I have been looking into the charging PMIC and if you can tell it to stop charging at 80%, but it appears to be hard set at 4360mV where it goes into a trickle charge mode and runs the phone of the USB power.
The problem is two fold. For one thing we have a 2100mA battery, and the charger is 900mA, so a 0.5C charging is good for long term battery life, even better if you charge over USB at 500mA. But the discharge rate can be as high at 1000mA if you have all the bells and whistles on and things are hot to begin with. The typical usage with screen on is 200mA, maybe 400mA with WiFi, more with BT. But current increases greatly when both cores are over 1.5GHz.
So the problem mostly seems to be the charging is reducing capacity by people going below 10% charge (if you graph the voltage you can see the tail off below about 15%) and charging above 80%. LiIon capacity is reduced by keep over 95F and also permanently reduced by draining to low voltage levels and also charging much above 4.2V and then holding the voltage there. I noticed the capacity after two weeks was reduced by 20% already.
And no, the thermal runaway is no longer a problem and I wouldn't mention it anymore.
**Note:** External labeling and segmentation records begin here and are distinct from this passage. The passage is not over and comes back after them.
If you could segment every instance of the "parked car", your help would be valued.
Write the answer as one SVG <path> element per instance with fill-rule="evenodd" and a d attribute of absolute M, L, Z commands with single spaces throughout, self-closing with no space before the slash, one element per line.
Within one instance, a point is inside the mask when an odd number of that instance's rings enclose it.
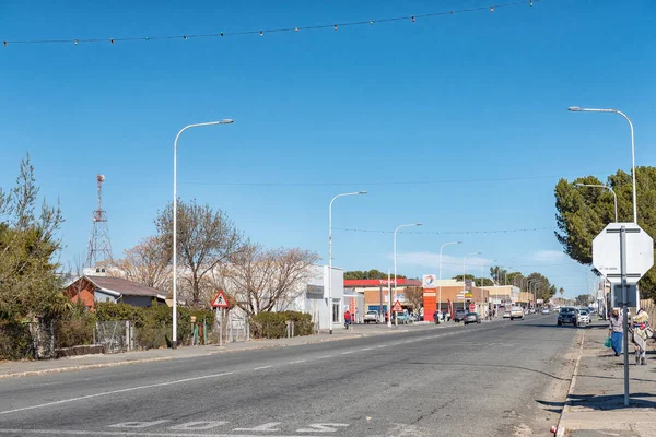
<path fill-rule="evenodd" d="M 579 326 L 590 324 L 590 314 L 588 312 L 587 309 L 579 309 L 578 310 L 578 316 L 576 317 L 576 322 Z"/>
<path fill-rule="evenodd" d="M 512 307 L 511 308 L 511 320 L 523 319 L 524 320 L 524 310 L 522 307 Z"/>
<path fill-rule="evenodd" d="M 577 323 L 578 323 L 578 310 L 574 307 L 561 307 L 561 310 L 558 314 L 557 324 L 560 327 L 562 324 L 576 326 Z"/>
<path fill-rule="evenodd" d="M 374 323 L 378 324 L 378 321 L 379 321 L 378 311 L 366 311 L 366 314 L 364 315 L 365 323 L 374 322 Z"/>
<path fill-rule="evenodd" d="M 398 324 L 408 324 L 412 321 L 412 318 L 408 310 L 403 309 L 401 312 L 396 314 L 396 320 Z"/>
<path fill-rule="evenodd" d="M 464 309 L 456 309 L 456 314 L 454 316 L 454 321 L 457 323 L 459 321 L 465 320 L 466 315 L 467 315 L 467 311 L 465 311 Z"/>
<path fill-rule="evenodd" d="M 462 322 L 465 324 L 469 324 L 469 323 L 480 323 L 481 322 L 481 317 L 479 316 L 478 312 L 467 312 L 465 315 L 465 319 L 462 320 Z"/>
The battery self-protects, as well as the system is being very careful monitoring the thermals. Also, the CPU is throttled above 56C ( I believe)
But, I know in the PMIC controls you can disconnect the battery and run only on AC when plugged in. This would be ideal to leave charge the battery to 80% then stop charging it, and you could leave it plugged in at work or overnight without worrying about the battery capacity.